SYSTEM-DESIGN Contents

Distributed Locking

Understand safe coordination across nodes with distributed locks.

On this page

What Distributed Locks Are For

Distributed locks coordinate work across multiple processes or machines: “only one worker should run this job”, “only one node should mutate this resource at a time”. They are tempting, but in production they are a frequent source of subtle outages because networks and clocks are unreliable.

Prefer Avoiding Locks

Production-first design tries to avoid distributed locks when possible by using safer patterns:

  • Idempotency: allow repeated execution safely
  • Single-writer per key: partition work so only one node owns a key range
  • Database constraints: unique indexes and transactions to enforce exclusivity
  • Leases with expiry: bounded ownership rather than indefinite locks

Why Locks Fail in Distributed Systems

  • Network partitions make lock ownership ambiguous
  • Clock skew breaks expiry assumptions
  • Process pauses (GC, CPU starvation) delay heartbeats
  • Lock services can become a single point of failure

Locks vs Leases

A lease is a lock with an expiry that must be renewed.

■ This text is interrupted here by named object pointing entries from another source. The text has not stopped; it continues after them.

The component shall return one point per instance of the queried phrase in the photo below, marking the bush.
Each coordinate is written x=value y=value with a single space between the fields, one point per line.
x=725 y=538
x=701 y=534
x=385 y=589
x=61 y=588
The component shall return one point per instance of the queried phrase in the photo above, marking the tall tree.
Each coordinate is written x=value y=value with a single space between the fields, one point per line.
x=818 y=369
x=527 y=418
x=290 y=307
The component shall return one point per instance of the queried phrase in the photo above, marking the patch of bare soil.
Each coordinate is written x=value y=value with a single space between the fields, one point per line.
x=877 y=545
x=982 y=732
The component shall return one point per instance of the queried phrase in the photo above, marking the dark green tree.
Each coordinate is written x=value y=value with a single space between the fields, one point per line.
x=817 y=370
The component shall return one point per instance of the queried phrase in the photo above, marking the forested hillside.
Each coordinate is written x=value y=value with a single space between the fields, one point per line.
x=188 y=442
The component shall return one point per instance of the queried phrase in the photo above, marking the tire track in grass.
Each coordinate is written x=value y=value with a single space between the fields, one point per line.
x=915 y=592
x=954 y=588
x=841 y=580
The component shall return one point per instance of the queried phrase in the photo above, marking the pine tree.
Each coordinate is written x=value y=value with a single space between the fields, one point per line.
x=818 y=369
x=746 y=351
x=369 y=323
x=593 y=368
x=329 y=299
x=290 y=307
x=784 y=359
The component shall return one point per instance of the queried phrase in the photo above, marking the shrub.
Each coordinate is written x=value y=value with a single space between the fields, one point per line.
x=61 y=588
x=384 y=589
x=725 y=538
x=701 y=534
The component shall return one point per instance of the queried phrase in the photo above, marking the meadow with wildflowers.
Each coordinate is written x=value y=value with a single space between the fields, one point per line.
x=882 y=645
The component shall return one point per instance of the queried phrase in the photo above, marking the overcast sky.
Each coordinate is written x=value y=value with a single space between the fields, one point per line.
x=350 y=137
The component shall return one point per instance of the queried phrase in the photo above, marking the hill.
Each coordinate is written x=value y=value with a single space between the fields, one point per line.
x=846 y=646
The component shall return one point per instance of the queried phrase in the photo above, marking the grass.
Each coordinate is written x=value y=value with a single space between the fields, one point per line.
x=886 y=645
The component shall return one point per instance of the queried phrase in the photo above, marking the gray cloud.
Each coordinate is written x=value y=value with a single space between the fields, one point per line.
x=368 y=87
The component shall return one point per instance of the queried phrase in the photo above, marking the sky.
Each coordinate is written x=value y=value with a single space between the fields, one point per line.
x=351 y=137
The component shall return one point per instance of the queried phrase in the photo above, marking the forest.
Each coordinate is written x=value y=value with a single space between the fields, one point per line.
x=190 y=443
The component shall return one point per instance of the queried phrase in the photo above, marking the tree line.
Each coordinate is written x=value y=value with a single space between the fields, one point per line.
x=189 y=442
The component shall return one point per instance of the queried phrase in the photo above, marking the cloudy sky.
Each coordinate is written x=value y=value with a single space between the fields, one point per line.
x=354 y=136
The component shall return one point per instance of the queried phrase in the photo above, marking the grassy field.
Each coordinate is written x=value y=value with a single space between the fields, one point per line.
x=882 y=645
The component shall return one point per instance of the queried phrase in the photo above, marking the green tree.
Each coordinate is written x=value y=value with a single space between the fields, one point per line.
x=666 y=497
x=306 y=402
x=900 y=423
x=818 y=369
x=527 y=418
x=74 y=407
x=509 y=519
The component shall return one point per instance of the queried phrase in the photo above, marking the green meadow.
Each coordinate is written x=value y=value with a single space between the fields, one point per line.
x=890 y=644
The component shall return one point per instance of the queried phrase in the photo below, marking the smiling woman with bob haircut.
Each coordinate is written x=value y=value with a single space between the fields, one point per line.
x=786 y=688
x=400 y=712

Leases are generally safer because they are self-healing: if the holder dies or loses connectivity, ownership can eventually transfer. But leases require careful renewal and fencing.

Fencing Tokens Prevent Stale Owners

Even with leases, a slow process can believe it still owns the lock after another node has taken over. A fencing token is a monotonically increasing number that downstream systems can use to reject actions from stale owners.

Fencing concept:
- Lock acquisition returns token T (increasing)
- All writes include token T
- Storage rejects writes with token < latest token
This prevents stale lock holders from corrupting state.

When You Actually Need a Distributed Lock

  • One-time migrations where double execution is dangerous
  • Leader-only jobs where partitioning is not available
  • External side effects that cannot be made idempotent

Production-First Takeaway

Distributed locks are risky. Avoid them when possible via idempotency and partitioned ownership. If you must lock, use leases with renewal, add fencing tokens, and treat the lock service as critical infrastructure with monitoring and failure testing.